Zweite Natur → ist analogisch als Natur zu verstehen und ist eine Lebenswelt die kulturell ist. Die zweite Natur kann als eine verfeinerte, weiterentwickelte erste Natur betrachtet werden. Oder aber man kann die zweite Natur der ersten dualistisch entgegensetzen.

Foot unterscheidet jedoch nicht in erste und zweite Natur.

Betrachtet man die Analogie der ersten und zweiten Natur mit Blick auf einen Defekt, funktioniert diese nicht mehr. Denn wenn beispielsweise einem Wolf die Zähne fehlen, dann ist das Wesen des Wolfes als Raubtier nicht mehr erfüllt. Daraus entsteht die Frage, ob das Wesen des Menschen in einer defizitären Weise betroffen ist, wenn er böse handelt? Das Wesen des Menschen ist laut Kant aber nicht seine Bestimmung zum Guten, sondern seine Bestimmung zur Freiheit. Gut und Böse sind beide gleichermaßen Formen der Freiheit. So würde auch im Vollzug des Bösen das Wesen des Menschen bestätigt werden. Das Gute ist aber dem Bösen normativ überlegen und man soll das Gute tun und das Böse lassen. Dennoch gehört das Böse zum Leben. A priori werden das Gute und das Böse vom Wesen den Menschen gleichermaßen vollzogen. Die Menschen bestrafen die, die böse handeln und loben die, die Gutes tun nach ihrer Intuition. Das Böse ist laut Kant kein Defekt des Menschen, er spricht von einem Hang zum Bösen, der zur menschlichen Natur gehört.

4. Inwiefern kann Normativität natürlich sein?

Es erweist sich als schwierig aus dem Naturbegriff Normativität abzuleiten.

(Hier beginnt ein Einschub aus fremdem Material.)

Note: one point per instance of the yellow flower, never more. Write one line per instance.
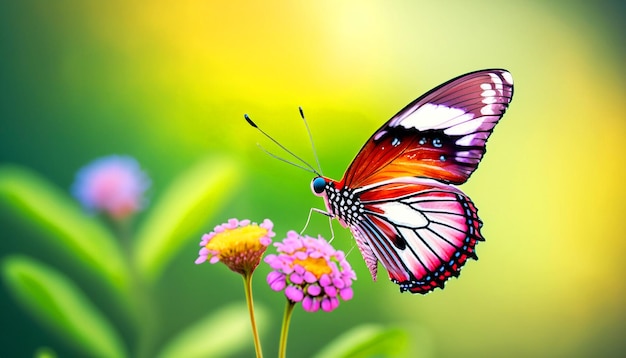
(238, 244)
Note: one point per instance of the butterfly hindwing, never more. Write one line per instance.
(440, 135)
(421, 230)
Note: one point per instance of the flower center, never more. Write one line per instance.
(317, 266)
(237, 240)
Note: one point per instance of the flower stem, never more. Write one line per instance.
(282, 349)
(247, 283)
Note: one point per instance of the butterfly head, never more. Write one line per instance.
(318, 186)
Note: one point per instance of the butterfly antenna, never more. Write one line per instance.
(306, 124)
(308, 167)
(310, 170)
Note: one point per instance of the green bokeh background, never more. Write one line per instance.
(168, 82)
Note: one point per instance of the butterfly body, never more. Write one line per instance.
(399, 197)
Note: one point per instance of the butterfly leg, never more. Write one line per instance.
(320, 211)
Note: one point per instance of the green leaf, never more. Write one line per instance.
(181, 212)
(43, 206)
(368, 341)
(216, 335)
(51, 297)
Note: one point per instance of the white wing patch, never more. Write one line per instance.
(401, 214)
(434, 116)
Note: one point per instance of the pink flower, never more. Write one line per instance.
(238, 244)
(114, 185)
(310, 271)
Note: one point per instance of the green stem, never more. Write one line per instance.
(140, 298)
(282, 349)
(247, 283)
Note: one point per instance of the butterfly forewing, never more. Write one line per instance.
(440, 135)
(399, 198)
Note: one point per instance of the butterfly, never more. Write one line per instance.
(399, 196)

Die Wahrheit zu sagen, Versprechen zu halten und dem Nachbarn zu helfen, all das ist in demselben Sinne eine Komponente oder ein Aspekt praktischer Rationalität wie selbsterhaltendes Handeln und die umsichtige Verfolgung anderer unschuldiger Ziele. Die verschiedenen Komponenten stehen auf einer Ebene: Ein Urteil darüber, was praktische Rationalität erfordert, muß die Gesichtspunkte, die wir nicht-moralisch nennen, in ein Verhältnis zu den Gesichtspunkten setzen, die wir moralisch nennen, und umgekehrt. Denn nicht immer ist es vernünftig, Hilfe zu leisten, wo sie benötigt wird, oder ein Versprechen zu halten; und ich bin überzeugt, daß es noch nicht einmal vernünftig ist, immer die Wahrheit zu sagen. Will man sagen, daß »moralische Erfordernisse« immer »Vorrang haben«, dann können nicht diese speziellen Erfordernisse gemeint sein. Statt dessen muß das umfassende Urteil gemeint sein, was man unter Be / rücksichtigung aller Umstände tun sollte. Ich denke, einen klaren Kopf bewahrt man, indem man klärt, daß diese besonderen Urteile Vorrang haben, und sich daran erinnert, daß manche Ausdrücke umfassende Urteile einschließen, andere jedoch nicht: Unklugheit zum Beispiel ist per definitionem widervernünftig, Selbstaufopferung dagegen nicht. Wenn wir diese Komplikation beiseite lassen, können wir die verschiedenen Anforderungen der Rationalität beim Handeln als einander gleichgestellt betrachten.“ (26 f.)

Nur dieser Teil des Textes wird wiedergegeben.